Estimating optimum parameters of a new SMA damper under different earthquake ground motions

Process optimization using metaheuristic algorithms is rapidly gaining interest from engineering practitioners and researchers. This study uses the cuckoo search algorithm (CSA) to find the optimum parameters of a novel smart damper under seismic excitations. For this purpose, seismic responses of four-story and nine-story building configurations under seven pairs of ground motions have been considered. The smart damper is a shear polyurethane friction (SPF) passive control device, made up of shape memory alloy (SMA) plates, friction devices, and polyurethane springs. The damper was installed using braced frame shear links of Y-shaped inverted type, in the form of a vertical link beam placed in the eccentrically braced frames.

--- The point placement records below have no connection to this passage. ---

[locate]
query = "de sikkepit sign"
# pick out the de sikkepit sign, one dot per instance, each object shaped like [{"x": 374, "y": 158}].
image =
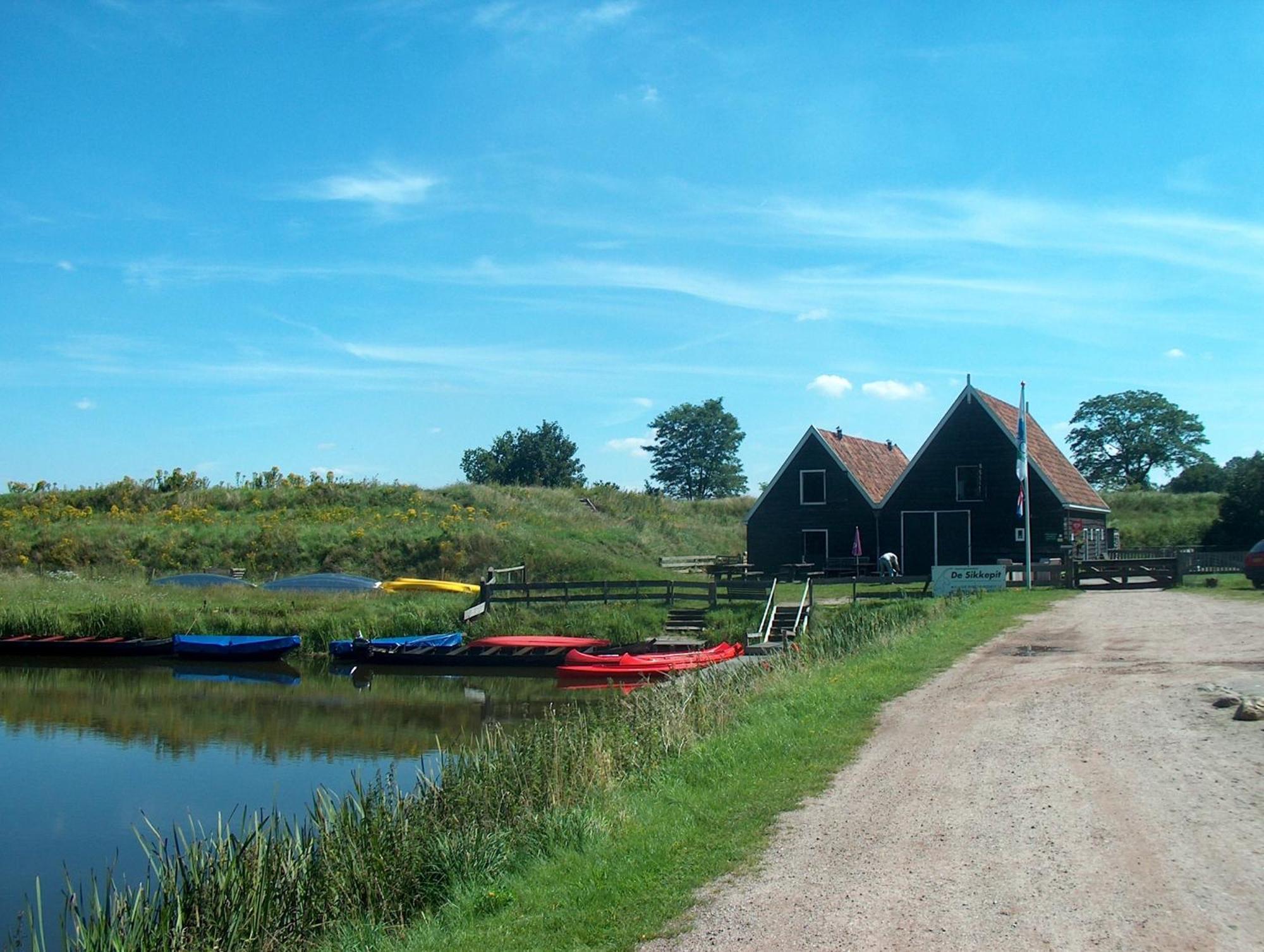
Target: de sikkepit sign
[{"x": 946, "y": 580}]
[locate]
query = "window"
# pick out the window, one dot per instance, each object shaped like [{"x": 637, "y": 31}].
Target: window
[
  {"x": 812, "y": 488},
  {"x": 970, "y": 484}
]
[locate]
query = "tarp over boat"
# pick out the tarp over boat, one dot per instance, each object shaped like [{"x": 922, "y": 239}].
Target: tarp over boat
[
  {"x": 357, "y": 647},
  {"x": 236, "y": 647}
]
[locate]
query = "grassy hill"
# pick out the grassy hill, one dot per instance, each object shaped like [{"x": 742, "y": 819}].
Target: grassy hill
[
  {"x": 370, "y": 528},
  {"x": 1150, "y": 518}
]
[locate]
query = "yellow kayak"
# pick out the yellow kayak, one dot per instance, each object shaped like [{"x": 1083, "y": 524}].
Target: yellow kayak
[{"x": 429, "y": 585}]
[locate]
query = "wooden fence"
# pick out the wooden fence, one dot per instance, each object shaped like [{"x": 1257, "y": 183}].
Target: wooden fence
[
  {"x": 1113, "y": 575},
  {"x": 668, "y": 590}
]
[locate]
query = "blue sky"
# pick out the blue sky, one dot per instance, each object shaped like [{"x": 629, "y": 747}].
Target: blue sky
[{"x": 366, "y": 236}]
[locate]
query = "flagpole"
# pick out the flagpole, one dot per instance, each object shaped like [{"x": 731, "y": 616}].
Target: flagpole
[{"x": 1027, "y": 502}]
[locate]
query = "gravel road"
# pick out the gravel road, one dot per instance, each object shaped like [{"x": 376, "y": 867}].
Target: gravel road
[{"x": 1080, "y": 796}]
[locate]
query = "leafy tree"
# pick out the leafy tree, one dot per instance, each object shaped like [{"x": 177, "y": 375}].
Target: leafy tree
[
  {"x": 537, "y": 457},
  {"x": 695, "y": 454},
  {"x": 1241, "y": 523},
  {"x": 1200, "y": 478},
  {"x": 1119, "y": 440}
]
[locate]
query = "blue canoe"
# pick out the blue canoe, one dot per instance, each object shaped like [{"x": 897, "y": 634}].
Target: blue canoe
[
  {"x": 243, "y": 648},
  {"x": 360, "y": 647}
]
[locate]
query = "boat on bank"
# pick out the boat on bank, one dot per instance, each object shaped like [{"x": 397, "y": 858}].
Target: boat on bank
[
  {"x": 84, "y": 647},
  {"x": 582, "y": 665},
  {"x": 358, "y": 648},
  {"x": 494, "y": 652},
  {"x": 255, "y": 648}
]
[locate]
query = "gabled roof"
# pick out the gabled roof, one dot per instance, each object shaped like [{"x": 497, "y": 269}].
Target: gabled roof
[
  {"x": 872, "y": 466},
  {"x": 1059, "y": 471},
  {"x": 1043, "y": 455},
  {"x": 877, "y": 466}
]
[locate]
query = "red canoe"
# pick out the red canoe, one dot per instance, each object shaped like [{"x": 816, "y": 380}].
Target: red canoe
[
  {"x": 580, "y": 665},
  {"x": 539, "y": 642}
]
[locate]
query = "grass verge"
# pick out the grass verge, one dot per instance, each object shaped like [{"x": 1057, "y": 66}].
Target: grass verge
[
  {"x": 1231, "y": 585},
  {"x": 708, "y": 811}
]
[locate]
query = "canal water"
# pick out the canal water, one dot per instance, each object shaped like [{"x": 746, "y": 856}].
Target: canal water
[{"x": 89, "y": 754}]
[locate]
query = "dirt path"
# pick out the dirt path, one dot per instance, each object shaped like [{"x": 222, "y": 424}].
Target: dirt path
[{"x": 1080, "y": 798}]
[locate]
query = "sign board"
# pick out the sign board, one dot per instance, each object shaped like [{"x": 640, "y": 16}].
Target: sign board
[{"x": 946, "y": 580}]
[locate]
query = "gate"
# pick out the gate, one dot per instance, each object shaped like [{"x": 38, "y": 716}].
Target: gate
[{"x": 1119, "y": 574}]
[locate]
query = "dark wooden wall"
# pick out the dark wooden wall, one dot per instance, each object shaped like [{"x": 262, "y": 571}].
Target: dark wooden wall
[
  {"x": 774, "y": 533},
  {"x": 971, "y": 437}
]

Because the shear mode of failure is common in such a configuration, the SPF damper is expected to reduce the residual inter-story drifts of the building subjected to strong earthquake loading. Numerical optimization and time-domain simulations were carried out using the MATLAB and OpenSees software programs, respectively. The targeted optimization criteria include the peak values of inter-story drift, residual drift, and floor acceleration; and the design parameters consist of SMA cross-sectional area, friction force, and the polyurethane stiffness of the SPF-SMA system. The results of this study demonstrate the suitability of CSA for the determination of optimum parameters of the SPF-SMA system for the buildings and ground motions considered. Future studies will investigate the generalizability of the proposed method to other building configurations and ground motions.